Люди, ждущие от меня правды, убеждают меня, сами того не сознавая, что им нужна вовсе не правда, а иллюзия, с которой легче живется. Я убеждена, что людям нужен вымысел. Отец мой должен был поверить, что после нашего вторичного взаимного открытия мы порвем все прежние связи и целиком посвятим себя друг другу. Когда после летней передышки он возвратился в Париж и возобновил свою светскую жизнь, он сразу же попытался втянуть в нее и меня. Он хотел, чтобы я одевалась согласно светским традициям, сдержанно, у лучших couturiers, как это делала Марука… безукоризненно сшитый английский костюм по утрам, ухоженные, заботливо подстриженные волосы, каждый волосок на своем месте… и вот в таком виде являться в его дом, где жизнь шла такая же, как у Жанны, — светски притворная, деланная жизнь снобов. Полная противоположность этому моя артистическая жизнь. Моим друзьям художникам нравилась неряшливость, и они не стеснялись своей нищеты. Им было все равно, как я одета, как причесана, их не шокировала бы и моя неглаженая юбка. Где-то среди них находится Анаис, живущая свободно, и не имеет значения, что она вовсе не бедна, а скорее наоборот.

Ранк немедленно нащупал жизненно важную точку — связь между дневником и моим отцом. Его всегда интересовала проблема двойника. Об этом он написал книгу. Дон Жуан и его слуга. Дон Кихот и Санчо Панса. (Добавлю от себя: Генри и клоун Фред.) Нужда в двойнике.
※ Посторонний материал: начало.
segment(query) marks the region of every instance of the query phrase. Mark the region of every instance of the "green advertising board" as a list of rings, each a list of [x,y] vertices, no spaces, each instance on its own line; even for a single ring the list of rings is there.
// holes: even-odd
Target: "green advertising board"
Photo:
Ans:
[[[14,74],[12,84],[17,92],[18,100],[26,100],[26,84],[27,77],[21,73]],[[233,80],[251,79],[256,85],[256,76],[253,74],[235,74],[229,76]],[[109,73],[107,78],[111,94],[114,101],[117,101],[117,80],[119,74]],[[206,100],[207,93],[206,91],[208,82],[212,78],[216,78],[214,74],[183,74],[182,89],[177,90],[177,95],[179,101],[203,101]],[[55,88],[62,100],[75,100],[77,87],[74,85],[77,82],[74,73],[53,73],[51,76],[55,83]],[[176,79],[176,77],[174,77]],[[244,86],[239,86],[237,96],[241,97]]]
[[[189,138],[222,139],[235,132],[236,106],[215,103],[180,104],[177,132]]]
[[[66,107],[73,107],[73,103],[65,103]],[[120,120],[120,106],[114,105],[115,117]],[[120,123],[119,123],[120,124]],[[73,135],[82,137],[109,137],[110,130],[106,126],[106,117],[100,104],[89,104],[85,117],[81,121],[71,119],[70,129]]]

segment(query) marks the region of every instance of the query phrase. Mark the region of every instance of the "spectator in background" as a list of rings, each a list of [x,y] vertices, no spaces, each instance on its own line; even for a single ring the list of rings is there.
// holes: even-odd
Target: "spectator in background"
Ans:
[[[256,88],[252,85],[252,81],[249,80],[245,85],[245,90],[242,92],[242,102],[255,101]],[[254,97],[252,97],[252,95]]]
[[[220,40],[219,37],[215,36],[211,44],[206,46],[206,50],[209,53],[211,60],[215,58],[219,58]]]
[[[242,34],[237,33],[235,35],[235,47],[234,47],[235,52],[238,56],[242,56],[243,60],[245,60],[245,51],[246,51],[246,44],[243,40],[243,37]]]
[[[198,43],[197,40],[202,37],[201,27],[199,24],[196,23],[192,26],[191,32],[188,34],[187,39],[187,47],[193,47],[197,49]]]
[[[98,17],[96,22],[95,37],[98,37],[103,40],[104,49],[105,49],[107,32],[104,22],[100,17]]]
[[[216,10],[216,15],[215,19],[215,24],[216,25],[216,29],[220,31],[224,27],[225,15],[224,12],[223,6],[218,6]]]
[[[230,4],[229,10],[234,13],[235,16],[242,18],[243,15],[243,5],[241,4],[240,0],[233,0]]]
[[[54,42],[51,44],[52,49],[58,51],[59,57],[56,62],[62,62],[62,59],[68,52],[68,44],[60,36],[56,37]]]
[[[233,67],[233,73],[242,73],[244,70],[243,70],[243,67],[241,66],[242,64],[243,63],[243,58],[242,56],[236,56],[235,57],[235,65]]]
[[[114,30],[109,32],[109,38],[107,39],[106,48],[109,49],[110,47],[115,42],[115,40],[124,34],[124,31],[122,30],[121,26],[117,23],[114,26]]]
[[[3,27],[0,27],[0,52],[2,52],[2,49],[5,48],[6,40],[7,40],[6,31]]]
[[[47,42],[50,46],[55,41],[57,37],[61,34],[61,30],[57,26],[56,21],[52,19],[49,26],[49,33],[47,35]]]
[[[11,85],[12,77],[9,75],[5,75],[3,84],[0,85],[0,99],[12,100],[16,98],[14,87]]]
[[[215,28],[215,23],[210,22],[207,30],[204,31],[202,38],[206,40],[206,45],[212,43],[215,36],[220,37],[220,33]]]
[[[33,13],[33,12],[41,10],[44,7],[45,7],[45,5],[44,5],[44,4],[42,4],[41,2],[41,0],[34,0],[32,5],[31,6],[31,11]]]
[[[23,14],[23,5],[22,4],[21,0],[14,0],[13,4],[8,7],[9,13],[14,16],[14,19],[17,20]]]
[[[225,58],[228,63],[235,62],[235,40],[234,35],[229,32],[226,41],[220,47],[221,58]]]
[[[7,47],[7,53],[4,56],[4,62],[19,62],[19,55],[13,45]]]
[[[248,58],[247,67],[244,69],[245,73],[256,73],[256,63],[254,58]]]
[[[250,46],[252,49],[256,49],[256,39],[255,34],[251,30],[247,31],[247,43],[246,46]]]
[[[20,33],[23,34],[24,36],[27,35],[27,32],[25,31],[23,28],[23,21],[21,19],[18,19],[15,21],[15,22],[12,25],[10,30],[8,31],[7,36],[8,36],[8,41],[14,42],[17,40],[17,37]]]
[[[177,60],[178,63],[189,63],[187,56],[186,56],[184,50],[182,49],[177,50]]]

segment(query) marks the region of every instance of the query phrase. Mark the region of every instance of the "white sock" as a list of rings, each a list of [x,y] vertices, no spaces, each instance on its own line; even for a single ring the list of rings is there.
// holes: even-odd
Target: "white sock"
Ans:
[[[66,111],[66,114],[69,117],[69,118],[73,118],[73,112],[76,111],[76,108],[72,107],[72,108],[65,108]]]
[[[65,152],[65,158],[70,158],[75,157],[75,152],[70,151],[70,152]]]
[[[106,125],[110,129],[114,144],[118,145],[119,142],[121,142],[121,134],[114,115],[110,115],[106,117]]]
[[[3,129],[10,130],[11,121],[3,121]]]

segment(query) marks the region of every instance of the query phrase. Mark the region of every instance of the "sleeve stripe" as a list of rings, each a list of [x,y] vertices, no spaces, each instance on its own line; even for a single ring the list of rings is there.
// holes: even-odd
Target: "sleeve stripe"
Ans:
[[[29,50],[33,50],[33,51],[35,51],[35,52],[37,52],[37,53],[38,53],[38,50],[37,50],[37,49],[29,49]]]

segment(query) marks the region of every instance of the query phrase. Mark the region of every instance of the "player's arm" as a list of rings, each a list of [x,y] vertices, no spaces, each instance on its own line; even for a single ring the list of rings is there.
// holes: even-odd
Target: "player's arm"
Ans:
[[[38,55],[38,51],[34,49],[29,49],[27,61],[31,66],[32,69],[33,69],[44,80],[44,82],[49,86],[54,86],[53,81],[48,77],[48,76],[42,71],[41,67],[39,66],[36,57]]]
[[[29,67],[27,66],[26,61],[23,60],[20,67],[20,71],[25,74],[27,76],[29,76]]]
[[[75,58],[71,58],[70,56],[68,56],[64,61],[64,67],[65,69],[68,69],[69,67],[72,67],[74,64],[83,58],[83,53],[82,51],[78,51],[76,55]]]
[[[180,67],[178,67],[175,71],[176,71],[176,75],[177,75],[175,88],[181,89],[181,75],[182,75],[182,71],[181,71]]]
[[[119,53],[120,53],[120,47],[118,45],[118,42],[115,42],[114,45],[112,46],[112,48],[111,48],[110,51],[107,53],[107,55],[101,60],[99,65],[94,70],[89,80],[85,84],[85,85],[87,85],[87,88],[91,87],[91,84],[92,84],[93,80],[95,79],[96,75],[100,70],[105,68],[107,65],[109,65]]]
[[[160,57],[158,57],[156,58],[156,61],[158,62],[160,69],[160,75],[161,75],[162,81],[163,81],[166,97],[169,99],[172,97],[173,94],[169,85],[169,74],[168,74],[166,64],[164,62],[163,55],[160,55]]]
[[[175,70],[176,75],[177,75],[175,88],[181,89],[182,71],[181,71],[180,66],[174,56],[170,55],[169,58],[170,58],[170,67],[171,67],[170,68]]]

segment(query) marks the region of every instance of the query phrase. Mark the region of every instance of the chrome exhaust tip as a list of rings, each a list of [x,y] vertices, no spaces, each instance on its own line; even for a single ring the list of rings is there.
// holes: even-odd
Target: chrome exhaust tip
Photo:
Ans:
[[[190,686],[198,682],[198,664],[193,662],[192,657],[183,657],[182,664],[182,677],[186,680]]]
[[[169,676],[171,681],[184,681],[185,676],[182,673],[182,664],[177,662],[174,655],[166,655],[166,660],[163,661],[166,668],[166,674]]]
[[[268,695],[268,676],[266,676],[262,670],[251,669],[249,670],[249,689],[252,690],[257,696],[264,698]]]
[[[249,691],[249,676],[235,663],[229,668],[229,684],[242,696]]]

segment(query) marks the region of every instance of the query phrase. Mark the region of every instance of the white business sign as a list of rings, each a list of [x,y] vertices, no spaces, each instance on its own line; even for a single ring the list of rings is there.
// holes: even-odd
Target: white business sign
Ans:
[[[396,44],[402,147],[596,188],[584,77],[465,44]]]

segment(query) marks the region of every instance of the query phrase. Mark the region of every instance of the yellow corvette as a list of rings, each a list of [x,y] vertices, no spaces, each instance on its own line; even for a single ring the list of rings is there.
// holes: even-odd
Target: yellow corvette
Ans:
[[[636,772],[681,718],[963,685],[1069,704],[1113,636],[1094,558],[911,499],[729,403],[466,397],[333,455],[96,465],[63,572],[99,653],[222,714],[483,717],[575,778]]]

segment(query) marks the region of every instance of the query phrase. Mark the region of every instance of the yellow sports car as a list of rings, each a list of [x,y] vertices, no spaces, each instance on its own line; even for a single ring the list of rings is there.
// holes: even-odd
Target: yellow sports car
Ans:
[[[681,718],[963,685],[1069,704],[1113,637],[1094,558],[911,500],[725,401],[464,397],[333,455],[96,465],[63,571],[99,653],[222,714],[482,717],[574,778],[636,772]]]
— Разве это не нарциссическая фантазия, ведь двойник как бы твой близнец? — спросила я.

— Не всегда. Двойник или Тень часто представляет собой ту жизнь, какую бы ты не хотел прожить, он твой близнец в смысле олицетворения твоего тайного «я», то, от чего ты отрекся. Почему бесплодному мечтателю Дон Кихоту не присоединить к себе добродушного, стоящего обеими ногами на земле Санчо Пансу? И если Дон Жуан любит отражаться в очах обожающих его женщин, отчего бы ему не обзавестись тенью, лакейски исполнительной и ученически преданной?

Так что вы верно почувствовали, что ваш отец старается подчеркнуть и усилить черты сходства между вами так, чтобы вы стали двойниками и он мог бы любить в вас свою женственную суть, а вы в нем любили бы свое мужское «я». Разве вы не рассказывали мне, что он собирался превзойти Дон Жуана по числу соблазненных женщин? Стало быть, ваш двойник заботился о вас, в то время как в вас будут влюбляться мужчины, он хотел бы тоже быть любимым, так что вы могли бы стать превосходным Андрогином[149].

Во всем этом содержится гораздо больше, чем простое стремление к инцесту. Это только один из многих вариантов попыток соединиться с другим; а когда по той или иной причине такое слияние оказывается затруднительным, тогда отступают к более легкой, уже готовой форме кровного родства. Это только один из способов преодоления одиночества.

Научная формула приводит к упрощению опыта. От Альенди я усвоила, что все, что бы я ни делала, попадает точно туда, где, по его мнению, и должно находиться; я познала угнетающее однообразие рисунка. Я испытала обескураживающее воздействие банальности жизни и характера, логику цепной реакции клише и стандартов. Альенди открывал только схему, схожую с другими схемами. Он упускал из виду особенности личности, затруднения, сложности, неожиданности, которые так легко открываются Ранку.

Ранк говорит: «В мужчине никогда не встретишь того снисходительного отношения к женскому поведению, какое присутствует в женщине по отношению к мужчине; это потому, что материнский инстинкт помогает женщине распознать в мужчине ребенка, и если она это почувствует, она не сможет осудить его. Но и мужчине с развитым чувством отцовства может быть присуще подобное же покровительственное восприятие женщины. И такому чрезмерному потаканию никто со стороны не может найти оправдания».

Я попробовала отыскать корни моего потворства всем штучкам Генри. Попробовала объяснить Ранку, что, может быть, я не смотрю на Генри как на взрослого мужчину, осознающего свои поступки. И Ранк не стал отрицать такую возможность.